By then, the sun would be about ready to come up so we would start back. The birds would be awake and chirping to each other as we walked home. As the sun came over the mountain and the day started to heat up, the steam would start rising from the forest floor and shafts of sunlight became visable as they knifed between the trees. Spider webs of spectacular design would sparkle with tiny jewels of dew. How peaceful and special were these moments I spent with my daddy! When we finally got home mom would have breakfast ready and we would eat and then daddy would sit down with a cup of coffee and cut off a big chunk of apple tobacco for a relaxing chew and spit session.
Mom would get a dish pan full of cold water ready and go out on the back porch to clean the squirrels. I wound watch her take a sharp knife and cut the squirrel across the back about middle ways between its front and hind legs. She would cut just enough to get two fingers from each hand in the open cut, she inserted them like hooks and started pulling in opposite directions, the hide would peel back and would be turned inside out so there was no hair anywhere near the meat. When the hide was peeled back so it was just attached at the feet and head she would cut the hind feet off and throw the hide away. Next, she would cut the front feet off and continue to peel the hide off the head. the snout and hide was cut off and thrown away. All that was left was the whole animal meat without a hair on it!.Then, mom would put it in the pan of cold water and gut it, cut it up and either fry it or cook it and make squirrel gravy in it.

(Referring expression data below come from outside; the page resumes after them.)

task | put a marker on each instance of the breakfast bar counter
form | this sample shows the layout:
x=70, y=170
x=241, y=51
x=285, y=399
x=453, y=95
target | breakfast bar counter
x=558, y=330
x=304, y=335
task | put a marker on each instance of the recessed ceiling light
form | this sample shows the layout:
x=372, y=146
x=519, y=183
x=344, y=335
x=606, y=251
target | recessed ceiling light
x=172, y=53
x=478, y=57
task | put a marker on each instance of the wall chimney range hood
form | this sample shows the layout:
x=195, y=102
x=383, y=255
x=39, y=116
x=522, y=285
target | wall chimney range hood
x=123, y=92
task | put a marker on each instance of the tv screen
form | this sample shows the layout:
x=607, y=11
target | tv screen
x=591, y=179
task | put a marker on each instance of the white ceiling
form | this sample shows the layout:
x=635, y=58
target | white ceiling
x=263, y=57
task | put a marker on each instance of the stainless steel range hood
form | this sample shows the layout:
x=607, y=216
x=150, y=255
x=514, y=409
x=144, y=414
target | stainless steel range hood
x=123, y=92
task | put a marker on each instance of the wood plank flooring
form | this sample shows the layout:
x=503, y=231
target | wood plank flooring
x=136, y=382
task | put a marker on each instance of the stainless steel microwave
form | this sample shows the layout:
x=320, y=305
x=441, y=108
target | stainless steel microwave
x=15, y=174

Now, after watching mom skin the first squirrel one day I decided that I could do it. As usual, she let me! Well, I couldn’t figure out how to hold it and cut it’s back. The skin was loose and kept moving under the knife. I finally wrestled it around and got the cut made but it was full of hair. Then when I put my fingers in the cut, it was too little. I had to cut it some more. By this time it was wet with blood and wet hair is sticky hair! When I went to peel the hide back my hands were slick with blood and the squirrel flew out of my hands and hit the dirt. I put it in the water to wash off the dirt. I tried again. I pulled and tugged, slipped and slid. Inch by inch I got the hide peeled back but by the time I did there was more hair embedded in the meat than there was left on the hide. The whole thing had to be discarded! That was my last attempt to clean a wild animal. I went hunting with dad every time I got a chance but there was no more mountain woman training for me!!!